The 32 year-old German-born watchmaker lived with his wife in east London but the pair were far from happily married. Described as ‘somewhat addicted to drink and abusing his wife’, Oakey had already seen the inside of a London prison when the Thames Police court magistrate sent him down for assaulting his wife earlier in 1883.

Now, in late December he was back, charged once more with assault, on this occasion by ‘kicking her on the body’.

Oakey had returned home from his workplace at dinner time and set about his partner, grabbing her by the throat and propelling her around the room. He dared her to go back to the law again, saying he ‘wanted to do six months for her’. Mrs Oakey tried to calm him down and eventually he went out again with her pleas to avoid the drink following him down the street.

Her good advice was ignored however, and by 10 at night he was back, ‘very drunk’, and the violence and abuse started again. He punched her in the face and knocked her to the floor, before starting to kick her with his booted feet. Someone must have heard her cries and a police constable was summoned to help. Oakey was arrested and the next morning was hauled up before the magistrate at West Ham Police court. There he received not six months but just three, with the additional penalty of hard labour.

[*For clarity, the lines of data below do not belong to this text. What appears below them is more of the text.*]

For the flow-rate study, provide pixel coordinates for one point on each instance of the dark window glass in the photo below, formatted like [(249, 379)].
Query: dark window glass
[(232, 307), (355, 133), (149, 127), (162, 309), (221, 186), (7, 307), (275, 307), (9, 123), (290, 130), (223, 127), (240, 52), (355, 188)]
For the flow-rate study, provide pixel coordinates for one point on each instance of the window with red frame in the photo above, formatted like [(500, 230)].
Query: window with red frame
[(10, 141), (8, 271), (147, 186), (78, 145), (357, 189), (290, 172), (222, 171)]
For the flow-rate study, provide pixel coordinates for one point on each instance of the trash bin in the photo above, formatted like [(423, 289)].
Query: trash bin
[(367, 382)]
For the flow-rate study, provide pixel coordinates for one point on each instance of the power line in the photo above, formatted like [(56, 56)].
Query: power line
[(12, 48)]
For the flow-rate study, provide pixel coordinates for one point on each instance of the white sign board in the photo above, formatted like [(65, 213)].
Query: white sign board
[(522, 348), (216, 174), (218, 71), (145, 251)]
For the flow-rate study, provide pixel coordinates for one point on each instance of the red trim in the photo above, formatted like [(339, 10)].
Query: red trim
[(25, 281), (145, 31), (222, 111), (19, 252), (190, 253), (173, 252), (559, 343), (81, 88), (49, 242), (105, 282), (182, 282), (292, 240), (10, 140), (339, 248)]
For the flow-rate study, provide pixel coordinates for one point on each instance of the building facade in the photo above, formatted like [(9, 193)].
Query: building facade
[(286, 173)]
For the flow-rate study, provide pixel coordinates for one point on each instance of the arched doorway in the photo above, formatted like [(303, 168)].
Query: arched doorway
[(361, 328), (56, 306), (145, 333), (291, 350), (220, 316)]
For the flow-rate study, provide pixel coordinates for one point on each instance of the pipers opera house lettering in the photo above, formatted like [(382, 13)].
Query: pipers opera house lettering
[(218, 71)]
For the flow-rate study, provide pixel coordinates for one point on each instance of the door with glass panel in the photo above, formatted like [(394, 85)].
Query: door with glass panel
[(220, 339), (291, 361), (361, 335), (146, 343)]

Did it do him any good? I doubt it. Domestic violence like this was endemic in the working-class communities of London and had little regard for ethnic origin. Oakey was probably lucky he hadn’t come up before Mr Lushington at Thames because he was particularly intolerant of wife-beaters.

Mrs Oakey may also have a part to play in the relative leniency he received. Many wives wanted their abusive husbands reprimanded, they wanted the violence to stop, but often not at the cost of losing his pay-packet for any significant period of time. Two months’ loss of earnings must have been hard to bear; three months was worse but to send him away for much more than that may have plunged the family into rent arrears, critical debt, poverty and the workhouse. For some a ‘bad’ husband was better than no husband at all in a society which provided little or no support for this occupying the bottom rungs of the ladder.

So let’s hope that when the watchmaker came out of prison in early 1884 he had mended his ways as skilfully as he usually mended timepieces and that, for Mrs Oakey at least, there was a happy new year ahead.